After seeing an all-time record being set in taxable sales and purchases in North Dakota in 2014, those figures took a big nose dive in 2015 according to recent data from the North Dakota Tax Department. The state’s tremendous growth in sales was fueled in a large part by the rapid development of the oil and gas industry in western North Dakota.
But with the drop of oil prices into the $30 to $40 per barrel range for much of 2015, drilling activity slowed from its previous breakneck pace. And the impacts of the slowdown in the state’s oil patch has reverberated across the state’s economy.
State taxable sales and purchases during calendar year 2015 totaled $22.9 billion, a decrease of nearly 19 percent from the $28.2 billion total in 2014, according to Ryan Rauschenberger, state tax commissioner.
“We experienced an all-time taxable sales and purchases high for North Dakota in 2014,” stated Rauschenberger. “Despite falling below that peak, 2015 taxable sales and purchases have still grown 146 percent from where they were just one decade ago. Even with 17.5 percent inflation during that timeframe, the exceptional rate of real growth in taxable sales and purchases is more than 128 percent for the last decade.”
And nowhere was the impact of lower energy prices felt more than in the oil-producing counties of western North Dakota that saw a decline in taxable sales from 2014 to 2015 of upward to 40 percent.
Williams County saw its taxable sales decline nearly 38 percent from its record high of $3.826 billion in 2014 to $2.373 billion in 2015.
For Watford City and McKenzie County, which remains in the epicenter of the oil and natural gas development, taxable sales and purchases fell by nearly 27 percent.
For the calendar year of 2015, Watford City’s taxable sales and purchases fell 37.34 percent from a record $300,352,772 in 2014 to $218,228,334 in 2015. McKenzie County’s sales decline mirrored that of its largest city with a 26.45 percent decline.

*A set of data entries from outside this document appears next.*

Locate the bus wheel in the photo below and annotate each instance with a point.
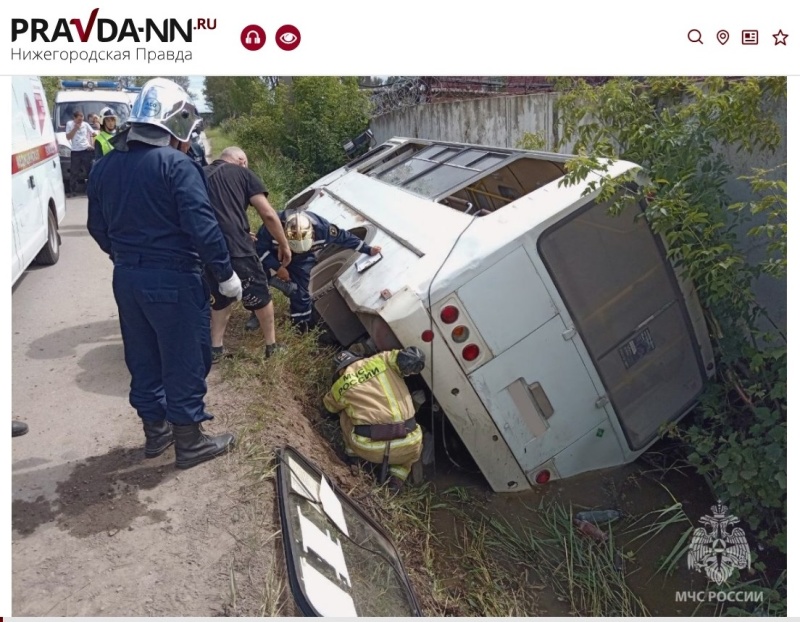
(52, 248)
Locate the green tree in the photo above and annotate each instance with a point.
(307, 120)
(674, 128)
(230, 97)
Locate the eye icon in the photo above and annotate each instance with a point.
(287, 37)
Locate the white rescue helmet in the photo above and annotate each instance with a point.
(165, 104)
(299, 232)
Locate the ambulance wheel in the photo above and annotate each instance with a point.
(52, 248)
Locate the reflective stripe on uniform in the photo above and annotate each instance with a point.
(367, 444)
(105, 145)
(387, 390)
(374, 367)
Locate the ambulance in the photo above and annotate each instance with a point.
(559, 338)
(37, 189)
(89, 97)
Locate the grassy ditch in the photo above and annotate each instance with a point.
(463, 558)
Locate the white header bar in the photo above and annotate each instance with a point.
(401, 38)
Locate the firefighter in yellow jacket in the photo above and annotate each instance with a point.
(376, 412)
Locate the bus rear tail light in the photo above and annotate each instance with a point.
(460, 334)
(449, 314)
(470, 352)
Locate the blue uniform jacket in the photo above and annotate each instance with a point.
(324, 233)
(153, 201)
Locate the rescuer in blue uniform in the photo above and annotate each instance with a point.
(149, 210)
(307, 234)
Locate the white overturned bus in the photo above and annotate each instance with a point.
(559, 338)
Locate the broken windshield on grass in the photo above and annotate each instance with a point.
(340, 562)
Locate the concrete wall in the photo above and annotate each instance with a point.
(502, 121)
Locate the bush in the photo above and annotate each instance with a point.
(673, 128)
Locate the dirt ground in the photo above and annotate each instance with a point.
(97, 530)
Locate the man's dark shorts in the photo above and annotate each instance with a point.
(255, 291)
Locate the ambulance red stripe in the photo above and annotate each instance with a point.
(31, 157)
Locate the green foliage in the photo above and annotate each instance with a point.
(233, 96)
(301, 125)
(675, 129)
(532, 141)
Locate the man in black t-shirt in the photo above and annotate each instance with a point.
(232, 188)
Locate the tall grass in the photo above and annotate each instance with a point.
(587, 575)
(219, 140)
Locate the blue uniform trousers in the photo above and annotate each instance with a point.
(164, 317)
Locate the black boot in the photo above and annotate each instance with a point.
(158, 437)
(193, 447)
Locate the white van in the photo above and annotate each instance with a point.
(559, 338)
(37, 190)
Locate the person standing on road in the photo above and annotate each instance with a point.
(81, 138)
(197, 151)
(149, 210)
(108, 127)
(307, 233)
(232, 188)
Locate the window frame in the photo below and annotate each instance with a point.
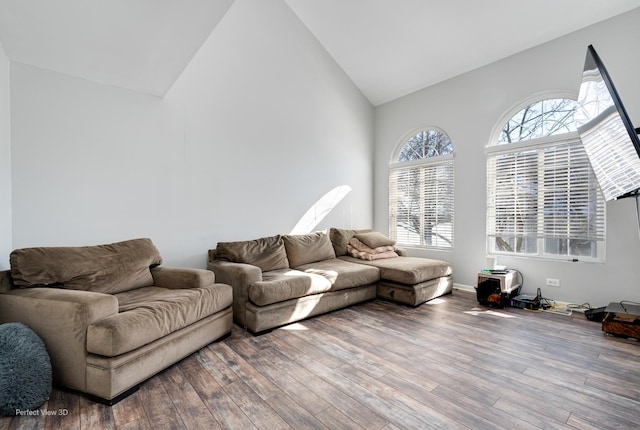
(428, 162)
(539, 145)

In 2015, the county had taxable sales and purchases of $265,219,713 compared to $360,608,310 in 2014.
Statewide, five of the 15 major industry sectors saw growth from 2014 to 2015. Most notable among those showing increases were the utilities and information industries sectors with increases of 21.2 and 5.17 percent, respectively.
“The mining and oil extraction and wholesale trade sectors saw the highest percent decreases from 2014 to 2015,” Rauschenberger added. “Both of those sector decreases are tied to low commodity prices, clearly impacting some of North Dakota’s major industries.”
In 2015, only eight of the state’s 53 counties showed a growth in taxable sales and purchases, while only 55 of the state’s 200 largest cities showed a positive gain in sales this past year.